I thank both hon. Members for their comments. I draw from them strong support for the clause, although it was caveated in the way they described. Let me address the issues that they raised.
The hon. Member for Ilford North asked, “Why not do this earlier?” There is a long-standing principle in company law that the corporate veil should not be pierced, and limited liability should exist in place. As he will recall, there was a moment not so long ago when HMRC had Crown preference and was always the first, or close to the first, creditor to get paid out. It then got moved to the back of the queue.
As we think about the current insolvency and abuse regime, there has been a process of further reflection on all the different aspects of it, and that inevitably includes the phenomenon that we have seen. My impression—I do not know whether it is true—is that phoenixism is a better recognised phenomenon and a more widely understood problem than it has been. This is part of a much wider effort that has been made—particularly since I have been Financial Secretary to the Treasury, but before that, too—to really push on the issue of avoidance and evasion, and that is what we are doing.
The hon. Gentleman also asked about process.

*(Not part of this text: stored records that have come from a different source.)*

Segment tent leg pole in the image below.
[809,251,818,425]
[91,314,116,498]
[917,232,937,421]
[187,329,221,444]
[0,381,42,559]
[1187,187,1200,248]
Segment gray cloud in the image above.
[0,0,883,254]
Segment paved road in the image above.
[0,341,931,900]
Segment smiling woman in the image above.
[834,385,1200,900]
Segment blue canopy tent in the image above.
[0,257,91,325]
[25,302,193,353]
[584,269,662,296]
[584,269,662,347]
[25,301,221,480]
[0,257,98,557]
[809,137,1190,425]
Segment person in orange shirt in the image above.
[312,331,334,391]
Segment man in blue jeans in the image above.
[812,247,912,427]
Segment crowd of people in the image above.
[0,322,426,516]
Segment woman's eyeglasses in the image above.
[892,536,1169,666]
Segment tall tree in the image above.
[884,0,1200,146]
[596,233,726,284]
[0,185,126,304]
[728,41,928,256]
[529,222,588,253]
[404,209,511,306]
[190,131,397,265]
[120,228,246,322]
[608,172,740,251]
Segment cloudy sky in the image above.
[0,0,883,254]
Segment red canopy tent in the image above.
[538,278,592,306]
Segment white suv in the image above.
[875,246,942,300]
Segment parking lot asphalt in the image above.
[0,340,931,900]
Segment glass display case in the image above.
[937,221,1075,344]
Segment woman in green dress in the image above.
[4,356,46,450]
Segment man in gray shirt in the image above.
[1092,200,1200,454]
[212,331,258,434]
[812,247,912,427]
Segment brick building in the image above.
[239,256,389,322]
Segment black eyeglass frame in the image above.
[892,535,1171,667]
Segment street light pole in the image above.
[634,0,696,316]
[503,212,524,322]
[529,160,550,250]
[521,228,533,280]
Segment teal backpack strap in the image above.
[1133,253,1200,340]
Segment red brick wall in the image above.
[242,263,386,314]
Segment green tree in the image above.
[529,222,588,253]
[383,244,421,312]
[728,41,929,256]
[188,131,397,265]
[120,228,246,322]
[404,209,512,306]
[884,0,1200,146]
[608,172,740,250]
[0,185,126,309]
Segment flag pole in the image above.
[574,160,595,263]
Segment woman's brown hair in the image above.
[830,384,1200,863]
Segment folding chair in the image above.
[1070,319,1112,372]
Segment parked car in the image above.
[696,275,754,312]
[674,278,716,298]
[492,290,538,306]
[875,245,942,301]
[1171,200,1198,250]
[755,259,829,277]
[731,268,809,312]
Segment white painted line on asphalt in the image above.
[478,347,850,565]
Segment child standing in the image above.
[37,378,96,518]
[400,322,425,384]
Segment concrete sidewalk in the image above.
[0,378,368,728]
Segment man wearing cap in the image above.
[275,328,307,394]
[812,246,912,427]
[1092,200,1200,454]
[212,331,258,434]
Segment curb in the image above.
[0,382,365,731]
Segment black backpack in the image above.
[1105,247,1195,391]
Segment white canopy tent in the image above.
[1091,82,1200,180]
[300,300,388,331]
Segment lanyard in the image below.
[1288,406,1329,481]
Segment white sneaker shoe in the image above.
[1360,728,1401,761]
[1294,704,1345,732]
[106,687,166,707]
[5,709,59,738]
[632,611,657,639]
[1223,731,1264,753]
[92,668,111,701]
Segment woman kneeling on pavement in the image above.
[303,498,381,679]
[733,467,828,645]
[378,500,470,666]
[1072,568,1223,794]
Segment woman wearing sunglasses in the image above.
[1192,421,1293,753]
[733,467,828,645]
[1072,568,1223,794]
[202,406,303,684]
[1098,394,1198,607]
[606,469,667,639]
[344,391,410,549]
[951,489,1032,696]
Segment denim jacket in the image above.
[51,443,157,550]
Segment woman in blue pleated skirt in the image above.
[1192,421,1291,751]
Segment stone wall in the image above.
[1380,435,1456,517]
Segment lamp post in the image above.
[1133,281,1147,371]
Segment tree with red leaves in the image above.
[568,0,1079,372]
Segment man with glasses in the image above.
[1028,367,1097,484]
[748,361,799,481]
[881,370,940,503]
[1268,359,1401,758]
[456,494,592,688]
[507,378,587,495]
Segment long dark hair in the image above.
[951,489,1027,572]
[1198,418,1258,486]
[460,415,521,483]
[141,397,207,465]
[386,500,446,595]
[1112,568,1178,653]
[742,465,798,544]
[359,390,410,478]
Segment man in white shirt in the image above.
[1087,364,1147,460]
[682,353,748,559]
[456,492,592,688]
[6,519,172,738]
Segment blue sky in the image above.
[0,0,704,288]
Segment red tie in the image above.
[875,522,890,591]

It is a perfectly good, important question, and I have been through it myself with HMRC officials. I will not read out the conditions in each case, but there are central cases for the issuance of avoidance and evasion notices, avoidance and evasion facilitation notices, and repeated insolvency notices. Each has some quite specific criteria sitting underneath it. For avoidance and evasion facilitation notices, a company must have begun an insolvency procedure or given assurance that it will; it must have incurred a penalty for facilitating tax avoidance or evasion; there must be a serious risk that some or all of that liability will not be paid; and the person must have a relevant connection to the company at the time that the behaviour leading to the penalty occurs. There are important threshold tests that must be met, and there are appeals processes against notices that have been filed, which are designed to provide safeguards, for all the reasons that one might imagine.
I have a degree of sympathy for the point that the hon. Member for Glasgow Central makes about Companies House. In the promoter strategy, which we published at the time of the Budget, we looked to create a more integrated approach to trying to crack down on abusive avoidance and evasion, and the promotion of avoidance and evasion. It has been in part about pulling together different entities, one of which might be Companies House and another of which might be the Advertising Standards Authority, if the two had been outside the purview of a more traditional approach. I take the hon. Lady’s point, and I thank both hon. Members for their support for this important clause and schedule.
Do I take it that that was the last group?